Disseminated/Systemic Candidiasis. There were 2956 patients (5%) diagnosed with disseminated/systemic candidiasis. Fluconazole was the most commonly prescribed antifungal agent for inpatients with disseminated/systemic candidiasis (61%), followed by LFAB (42%). During the study period, there were significant changes in prescribing for inpatients (Figure 3A). AMB was used to treat 65% of inpatients in 2000-2001, but only 11% of cases received the drug in 2005-2006 (P < 0.0001). In 2000-2001, 24% of all amphotericin preparations prescribed for disseminated/systemic candidiasis were LFAB, whereas in 2005-2006, 77% were LFAB. The echinocandins significantly increased in prescription for the treatment of disseminated/systemic candidiasis, from 0% in 2000-2001 to 23% in 2005-2006 (P < 0.0001).

A, Trends in antifungal therapy for disseminated systemic candidiasis. B, Trends in antifungal therapy for aspergillosis.

Aspergillosis. There were a total of 1002 patients who were diagnosed with aspergillosis (2%). The most common antifungal agents prescribed for patients with aspergillosis were voriconazole (43%) and LFAB (42%). In 2000-2001, 43% of all amphotericin preparations prescribed for aspergillosis were LFAB, while in 2005-2006, 92% were LFAB. All antifungal agents except fluconazole demonstrated significant changes in utilization over the study period (Figure 3B).

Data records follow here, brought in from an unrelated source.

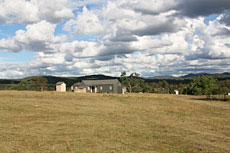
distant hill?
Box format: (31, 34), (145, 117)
(0, 72), (230, 87)
(180, 72), (230, 80)
(147, 75), (178, 80)
(180, 73), (211, 78)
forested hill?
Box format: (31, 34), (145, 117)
(0, 73), (230, 86)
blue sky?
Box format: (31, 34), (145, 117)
(0, 0), (230, 78)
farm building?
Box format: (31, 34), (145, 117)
(174, 90), (179, 95)
(72, 79), (126, 94)
(56, 82), (66, 92)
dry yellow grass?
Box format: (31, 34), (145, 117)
(0, 91), (230, 153)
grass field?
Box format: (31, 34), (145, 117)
(0, 91), (230, 153)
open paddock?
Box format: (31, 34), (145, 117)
(0, 91), (230, 153)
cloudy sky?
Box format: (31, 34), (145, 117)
(0, 0), (230, 78)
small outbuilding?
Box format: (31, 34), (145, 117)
(71, 79), (126, 94)
(174, 90), (179, 95)
(56, 82), (66, 92)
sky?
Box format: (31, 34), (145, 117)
(0, 0), (230, 79)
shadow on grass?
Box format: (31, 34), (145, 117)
(191, 95), (230, 102)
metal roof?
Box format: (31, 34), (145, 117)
(82, 79), (121, 86)
(73, 79), (121, 87)
(56, 82), (65, 85)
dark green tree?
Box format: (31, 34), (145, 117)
(30, 76), (47, 91)
(120, 72), (144, 93)
(11, 80), (30, 90)
(188, 75), (218, 98)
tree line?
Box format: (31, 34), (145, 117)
(6, 72), (230, 97)
(120, 72), (230, 97)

During the study period, there were 5839 neonatal hospitalizations requiring at least 1 dose of an antifungal agent. There was a significant increase in the number of neonatal patients treated with antifungal therapy during the 7-year period (P = 0.03). Fluconazole was the most commonly prescribed antifungal agent in neonates (65%), followed by AMB (30%) and LFAB (20%). The use of fluconazole and the echinocandins in neonates significantly increased during the study period (P = 0.03 and P = 0.04, respectively), whereas the use of AMB and flucytosine decreased over the same time period (P = 0.02 and P = 0.02, respectively) (Figure 4).

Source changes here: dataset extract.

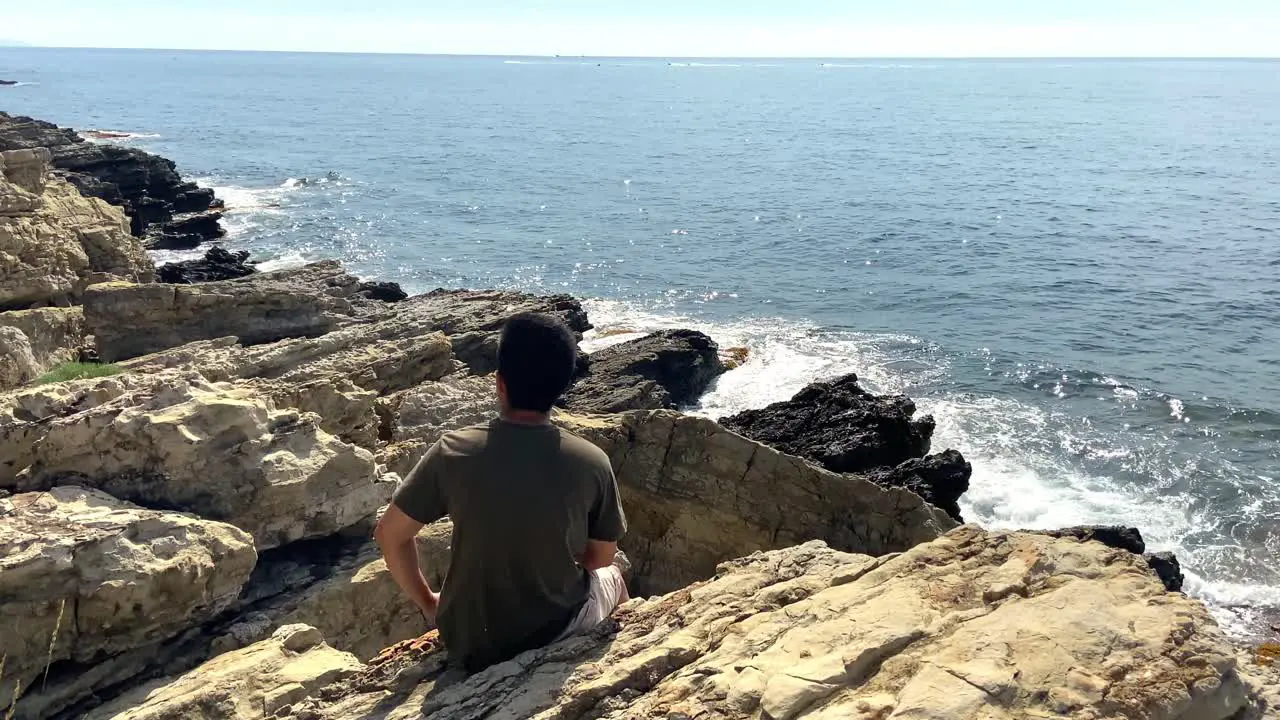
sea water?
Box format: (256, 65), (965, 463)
(0, 49), (1280, 638)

Trends in antifungal therapy for neonatal hospitalizations, 2000-2006.

A total of 1247 (21%) neonates were diagnosed with a fungal infection, most commonly a form of candidiasis (86%). Mucosal/superficial candidal infections accounted for 442 (35%) neonatal fungal infections, which were most commonly treated with fluconazole (71%), AMB (36%), and LFAB (15%). Disseminated/systemic candidiasis accounted for 631 (51%) neonatal fungal infections. AMB was used most commonly to treat these neonates (54%), followed by fluconazole (50%). Prescribing of AMB, LFAB, and the echinocandins for the treatment of neonatal disseminated/systemic candidiasis changed significantly during the study period. In 2000-2001, 14% of all amphotericin preparations prescribed were LFAB, while in 2005-2006, 63% were LFAB.